Interesting to see Brandauer on your list--I like him, but can't think of many movies he's in aside from "Mephisto" and "Out of Africa."

Two key "RR" names I haven't seen thus far: Robert Ryan and Ralph Richardson.

And I understand criticism of Spencer Tracy, who has been overrated sometimes. But when he's on, as he is in, say, Cukor's "The Actress," there's no one better.

1:47 PM, August 26, 2009  
Blogger NicksFlickPicks said...

@Tim: I need to investigate more Bogarde, for sure, and I haven't seen enough George C. Scott to push him higher. Olmos is an interesting pick. Leung I am almost officially tired of, but don't tell Nathaniel.

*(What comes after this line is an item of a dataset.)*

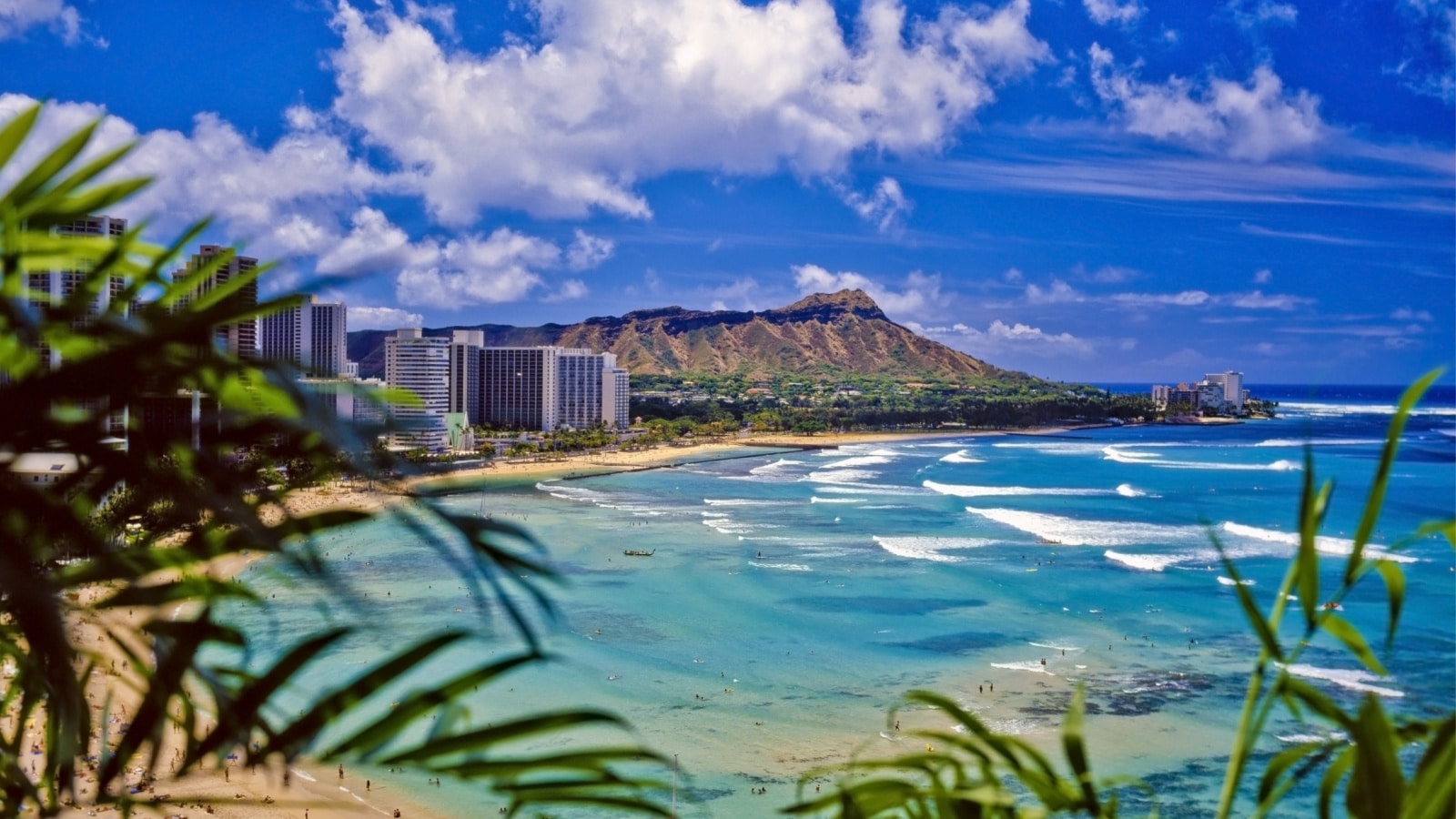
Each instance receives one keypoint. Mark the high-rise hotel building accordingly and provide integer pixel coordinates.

@Dan: I've only seen Brandauer in those two films and Tetro, and parts of Colonel Redl and Hanussen, but he's been electrifying every time. And since so few male actors exercise the kind of charisma that, for me, tides me through the inconsistencies in their careers, I basically approached this list with the question, "Whose name in the credits gets me in theater, or in line for the rental, fastest?" March and Brandauer easily do that, and usually with high reward (though Anthony Adverse is a good index of what bugs you about March, which I'm happy to grant). Say "Spencer Tracy," and I go, "Okay, but who else is in it, and what's his role?" I was doing better with him recently and then walked straight into Tortilla Flat. Egads.

3:05 PM, August 26, 2009  
Blogger Dan Callahan said...

You know, having just looked at Tracy's filmography, I noticed that his work really deteriorates in his MGM films of the 40's. I don't know if it was personal issues, boredom, etc. but he is "less is less" in those mid-forties movies particularly.

Kazan tried to direct him in "Sea of Grass," but he wouldn't accept direction, did only one take usually. A problem is that a lot of his best work at FOX in the early 30's is unavailable. "The Power and the Glory" is really impressive, in every sense.

Oh, and March is very good early on in "Laughter" and "Royal Family of Broadway." Loose and funny. "Anthony Adverse," unfortunately, doesn't have a moment of loose or funny for him, or interesting, for hours!

8:15 PM, August 26, 2009  
Anonymous Guy Lodge said...

Bogarde would certainly make the upper reaches of my list, too -- alongside Lemmon, Belmondo, Brando, Penn, Burton, Mastroianni, Sellers and (yes) De Niro. Not a very adventurous selection, I'm afraid, but sometimes the right people are lauded for the right reasons.

And if he carries on the way he's going, Mathieu Amalric will join them before long.